Illustration of input and embedding layer, where convert the explicit features into embedding vector

Implicit Feature Extraction

In order to obtain the implicit feature of user and service. Here, we use the MF to dig the latent relation between users and services. Concretely, MF is to map both users and services into a joint latent factor space, such that values of the user-service QoS matrix can be captured as inner products of latent factors in that space. Then the latent factors can be employed as the implicit features for further learning in the interaction layer.

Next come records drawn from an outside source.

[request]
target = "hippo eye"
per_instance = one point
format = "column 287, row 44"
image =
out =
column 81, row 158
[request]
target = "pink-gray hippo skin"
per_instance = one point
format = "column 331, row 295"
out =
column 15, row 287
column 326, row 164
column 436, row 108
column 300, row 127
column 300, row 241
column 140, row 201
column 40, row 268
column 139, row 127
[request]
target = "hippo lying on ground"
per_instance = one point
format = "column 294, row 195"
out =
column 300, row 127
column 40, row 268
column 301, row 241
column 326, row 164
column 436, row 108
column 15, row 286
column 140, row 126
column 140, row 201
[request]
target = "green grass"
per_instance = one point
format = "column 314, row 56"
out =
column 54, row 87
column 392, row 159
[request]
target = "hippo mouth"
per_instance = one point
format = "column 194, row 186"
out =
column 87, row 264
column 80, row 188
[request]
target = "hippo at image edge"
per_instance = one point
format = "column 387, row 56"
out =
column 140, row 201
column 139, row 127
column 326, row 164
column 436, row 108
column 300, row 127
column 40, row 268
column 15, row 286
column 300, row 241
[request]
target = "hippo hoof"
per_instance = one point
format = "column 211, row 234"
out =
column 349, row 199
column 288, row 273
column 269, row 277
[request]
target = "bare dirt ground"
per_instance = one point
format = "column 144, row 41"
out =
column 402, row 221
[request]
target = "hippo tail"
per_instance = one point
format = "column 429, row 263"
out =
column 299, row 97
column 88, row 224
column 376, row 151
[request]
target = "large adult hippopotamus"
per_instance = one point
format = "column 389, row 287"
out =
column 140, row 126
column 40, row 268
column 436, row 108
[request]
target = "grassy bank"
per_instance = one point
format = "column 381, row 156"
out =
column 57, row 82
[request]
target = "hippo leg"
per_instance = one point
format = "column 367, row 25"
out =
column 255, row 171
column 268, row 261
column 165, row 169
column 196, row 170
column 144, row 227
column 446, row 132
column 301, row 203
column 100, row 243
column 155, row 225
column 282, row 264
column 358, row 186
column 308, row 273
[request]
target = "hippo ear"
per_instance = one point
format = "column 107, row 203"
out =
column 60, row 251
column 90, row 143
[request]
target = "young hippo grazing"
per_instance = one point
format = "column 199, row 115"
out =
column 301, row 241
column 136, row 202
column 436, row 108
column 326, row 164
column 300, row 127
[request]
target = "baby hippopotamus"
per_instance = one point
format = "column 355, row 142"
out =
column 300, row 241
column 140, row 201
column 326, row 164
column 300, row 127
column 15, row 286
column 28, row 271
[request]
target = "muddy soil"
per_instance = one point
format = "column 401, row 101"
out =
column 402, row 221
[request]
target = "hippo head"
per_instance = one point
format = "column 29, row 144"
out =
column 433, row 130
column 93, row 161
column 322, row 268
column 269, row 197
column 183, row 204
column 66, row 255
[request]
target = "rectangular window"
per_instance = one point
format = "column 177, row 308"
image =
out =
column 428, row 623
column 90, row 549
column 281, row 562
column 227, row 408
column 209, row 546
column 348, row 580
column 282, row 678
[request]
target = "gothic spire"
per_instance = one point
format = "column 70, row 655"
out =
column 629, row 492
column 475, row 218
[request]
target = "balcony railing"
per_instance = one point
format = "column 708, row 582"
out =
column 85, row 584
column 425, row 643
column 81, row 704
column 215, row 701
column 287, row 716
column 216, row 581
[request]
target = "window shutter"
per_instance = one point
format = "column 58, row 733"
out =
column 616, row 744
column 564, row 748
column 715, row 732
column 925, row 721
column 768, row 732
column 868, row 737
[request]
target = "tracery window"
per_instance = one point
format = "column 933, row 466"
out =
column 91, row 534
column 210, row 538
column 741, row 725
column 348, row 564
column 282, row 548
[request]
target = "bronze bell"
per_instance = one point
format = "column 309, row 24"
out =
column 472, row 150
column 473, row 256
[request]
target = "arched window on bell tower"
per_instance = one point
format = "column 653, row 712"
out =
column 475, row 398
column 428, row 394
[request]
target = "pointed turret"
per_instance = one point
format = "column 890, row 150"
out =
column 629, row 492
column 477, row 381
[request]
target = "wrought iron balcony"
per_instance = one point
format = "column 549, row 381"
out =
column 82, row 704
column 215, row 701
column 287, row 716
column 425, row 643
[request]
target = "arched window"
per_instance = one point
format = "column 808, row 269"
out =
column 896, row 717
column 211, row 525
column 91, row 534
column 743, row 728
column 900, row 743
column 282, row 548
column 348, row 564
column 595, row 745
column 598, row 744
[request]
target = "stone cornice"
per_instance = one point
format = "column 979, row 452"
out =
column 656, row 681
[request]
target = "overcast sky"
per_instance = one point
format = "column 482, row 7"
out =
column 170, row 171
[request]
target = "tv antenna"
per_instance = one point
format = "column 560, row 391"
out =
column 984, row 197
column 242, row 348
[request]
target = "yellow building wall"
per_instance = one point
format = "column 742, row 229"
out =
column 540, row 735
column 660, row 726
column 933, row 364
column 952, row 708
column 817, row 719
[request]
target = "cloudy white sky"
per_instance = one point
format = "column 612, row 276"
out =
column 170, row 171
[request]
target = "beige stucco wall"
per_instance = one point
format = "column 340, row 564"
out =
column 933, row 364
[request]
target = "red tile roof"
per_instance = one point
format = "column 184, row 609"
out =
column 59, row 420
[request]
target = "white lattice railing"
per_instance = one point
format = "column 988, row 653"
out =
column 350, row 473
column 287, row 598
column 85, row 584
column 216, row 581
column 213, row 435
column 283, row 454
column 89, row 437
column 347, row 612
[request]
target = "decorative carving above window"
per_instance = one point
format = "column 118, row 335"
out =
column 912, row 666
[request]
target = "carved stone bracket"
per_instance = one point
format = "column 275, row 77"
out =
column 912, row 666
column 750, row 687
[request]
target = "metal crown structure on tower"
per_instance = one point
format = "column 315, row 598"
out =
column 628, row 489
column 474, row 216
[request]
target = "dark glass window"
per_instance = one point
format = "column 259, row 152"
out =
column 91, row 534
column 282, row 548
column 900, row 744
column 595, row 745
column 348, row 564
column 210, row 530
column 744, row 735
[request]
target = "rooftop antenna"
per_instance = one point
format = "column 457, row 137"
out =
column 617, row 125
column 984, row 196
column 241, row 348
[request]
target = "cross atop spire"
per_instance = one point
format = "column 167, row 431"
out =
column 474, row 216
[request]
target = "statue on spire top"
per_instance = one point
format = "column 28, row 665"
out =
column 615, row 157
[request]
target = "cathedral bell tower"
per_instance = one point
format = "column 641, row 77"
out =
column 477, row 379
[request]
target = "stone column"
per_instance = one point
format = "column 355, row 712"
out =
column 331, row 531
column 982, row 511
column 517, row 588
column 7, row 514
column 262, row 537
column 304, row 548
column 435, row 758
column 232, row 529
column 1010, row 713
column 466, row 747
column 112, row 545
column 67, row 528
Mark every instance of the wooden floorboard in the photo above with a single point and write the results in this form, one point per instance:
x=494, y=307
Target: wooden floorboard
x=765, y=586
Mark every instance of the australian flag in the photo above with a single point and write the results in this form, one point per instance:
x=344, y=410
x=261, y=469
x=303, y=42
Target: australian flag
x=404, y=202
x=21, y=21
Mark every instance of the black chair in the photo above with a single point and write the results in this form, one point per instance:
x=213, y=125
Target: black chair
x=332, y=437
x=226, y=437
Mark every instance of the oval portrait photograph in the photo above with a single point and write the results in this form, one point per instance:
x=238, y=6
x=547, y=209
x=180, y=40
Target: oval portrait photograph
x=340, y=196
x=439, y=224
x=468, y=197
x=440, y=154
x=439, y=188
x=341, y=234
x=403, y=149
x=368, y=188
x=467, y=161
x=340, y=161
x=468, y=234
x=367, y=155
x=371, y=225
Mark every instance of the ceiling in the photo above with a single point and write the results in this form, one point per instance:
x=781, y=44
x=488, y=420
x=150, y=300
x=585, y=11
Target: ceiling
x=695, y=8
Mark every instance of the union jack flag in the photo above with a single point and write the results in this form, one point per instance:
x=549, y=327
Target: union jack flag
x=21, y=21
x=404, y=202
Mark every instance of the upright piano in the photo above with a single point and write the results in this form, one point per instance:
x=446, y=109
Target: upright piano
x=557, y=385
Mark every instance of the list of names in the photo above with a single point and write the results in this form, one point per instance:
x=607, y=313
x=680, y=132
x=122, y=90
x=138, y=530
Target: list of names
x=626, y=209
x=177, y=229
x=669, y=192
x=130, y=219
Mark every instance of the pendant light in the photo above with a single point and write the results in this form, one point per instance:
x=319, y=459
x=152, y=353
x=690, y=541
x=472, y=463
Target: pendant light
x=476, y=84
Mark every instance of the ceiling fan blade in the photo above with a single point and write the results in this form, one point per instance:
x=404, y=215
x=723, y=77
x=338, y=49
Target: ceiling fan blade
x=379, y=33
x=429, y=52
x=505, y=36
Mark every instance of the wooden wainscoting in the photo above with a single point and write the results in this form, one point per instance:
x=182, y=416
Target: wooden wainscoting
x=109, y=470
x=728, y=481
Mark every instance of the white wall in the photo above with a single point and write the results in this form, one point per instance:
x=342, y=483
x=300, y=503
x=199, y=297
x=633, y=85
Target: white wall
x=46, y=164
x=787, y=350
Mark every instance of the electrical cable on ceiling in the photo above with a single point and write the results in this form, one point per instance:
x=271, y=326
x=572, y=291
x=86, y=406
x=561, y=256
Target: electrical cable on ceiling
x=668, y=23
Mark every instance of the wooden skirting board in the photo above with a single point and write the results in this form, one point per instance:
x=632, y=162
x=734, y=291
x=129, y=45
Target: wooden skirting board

As shown in Fig. 4, MF is to decompose the user-service QoS matrix \(Q\in {{R}^{m\times n}}\) into user implicit feature matrix and service implicit feature matrix, which are denoted as \({{U}_{IM}}\in {{R}^{m\times d}}\) and \({{S}_{IM}}\in {{R}^{n\times d}}\) where d denotes the dimension of implicit feature. The objective is to fit the product of the two matrices to Q.

$$\begin{aligned} Q\approx {{U}_{IM}}S_{IM}^{T} \end{aligned}$$
(2)

To fit the matrix Q by the product of \({{U}_{IM}}\) and \({{S}_{IM}}\), a loss function L is built to minimize the errors.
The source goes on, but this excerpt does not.